Russian Roulette Probability Puzzle understanding

Question

"We are to play a version of Russian Roulette, the revolver is a standard six shooter but I will put one bullet in the gun. I spin the chambers, put the gun to my head, pull the trigger and survive. I hand you the gun and give you a choice... You may put the gun straight to your head and pull the trigger, or you may re-spin the gun before you do the same.

What is your choice and why? "

My question here is the probability of shooting myself if I don't randomly spin. The answer for this seems to be 1/5 as mentioned here.

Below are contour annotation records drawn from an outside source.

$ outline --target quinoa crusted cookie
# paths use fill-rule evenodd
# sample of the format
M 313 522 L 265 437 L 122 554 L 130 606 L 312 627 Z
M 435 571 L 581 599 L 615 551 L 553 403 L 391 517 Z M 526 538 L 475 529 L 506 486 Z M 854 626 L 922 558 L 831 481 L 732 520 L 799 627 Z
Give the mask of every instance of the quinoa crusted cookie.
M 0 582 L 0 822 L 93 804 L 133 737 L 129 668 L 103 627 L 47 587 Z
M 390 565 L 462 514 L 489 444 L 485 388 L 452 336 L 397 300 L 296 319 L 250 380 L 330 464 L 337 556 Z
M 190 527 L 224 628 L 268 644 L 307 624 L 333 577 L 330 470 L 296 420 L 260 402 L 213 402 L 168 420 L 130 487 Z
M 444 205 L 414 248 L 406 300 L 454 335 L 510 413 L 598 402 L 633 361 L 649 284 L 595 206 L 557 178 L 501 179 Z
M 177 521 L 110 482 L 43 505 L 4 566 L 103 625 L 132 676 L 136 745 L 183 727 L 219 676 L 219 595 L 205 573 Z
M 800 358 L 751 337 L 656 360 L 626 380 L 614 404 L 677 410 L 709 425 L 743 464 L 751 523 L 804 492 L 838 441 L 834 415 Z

The explanation for the same sounds fair. But, I have a different approach which gives a different answer.

I have following cases:
1. B-----
2. -B----
3. --B---
4. ---B--
5. ----B-
6. -----B

Now, I will shoot myself if the second case occurs i.e the first trigger doesn't do anything and the second trigger fires. Also, the probability of that case occurring is 1/6. So, shouldn't the probability be 1/6 instead of 1/5.

Answer 1

Coloring blue the chamber used by the first person and red the following chamber which would be used by the second person if it were not spun again, $O$'s for empty chambers and $X$'s for filled chambers, when initially spinning the chambers the following six outcomes are indeed equally likely:

• $\color{blue}{X}\color{red}{O}OOOO$
• $\color{blue}{O}\color{red}{X}OOOO$
• $\color{blue}{O}\color{red}{O}XOOO$
• $\color{blue}{O}\color{red}{O}OXOO$
• $\color{blue}{O}\color{red}{O}OOXO$
• $\color{blue}{O}\color{red}{O}OOOX$

We are told that the first player just grabbed the gun and pulled the trigger. The first player survives and then hands the gun off to the second player. We are asked... given this information what is the probability that the second player will shoot themselves.

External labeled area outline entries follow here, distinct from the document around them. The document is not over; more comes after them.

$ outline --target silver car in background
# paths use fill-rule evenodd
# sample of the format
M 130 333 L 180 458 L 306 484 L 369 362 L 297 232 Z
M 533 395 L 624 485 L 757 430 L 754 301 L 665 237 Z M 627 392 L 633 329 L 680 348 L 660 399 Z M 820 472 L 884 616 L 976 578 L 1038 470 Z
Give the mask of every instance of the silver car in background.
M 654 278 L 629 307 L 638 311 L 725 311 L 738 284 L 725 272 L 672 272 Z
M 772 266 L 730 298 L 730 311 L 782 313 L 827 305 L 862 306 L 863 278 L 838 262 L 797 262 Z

Well... since we are told that the first player survived... we know that the original state of the revolver was not $\color{blue}{X}\color{red}{O}OOOO$ as if it were this case then the first player would have shot themselves. We can imagine then that this was not included in the list. The remaining five outcomes are still equally likely to have occurred, only one of which result in us shooting ourselves.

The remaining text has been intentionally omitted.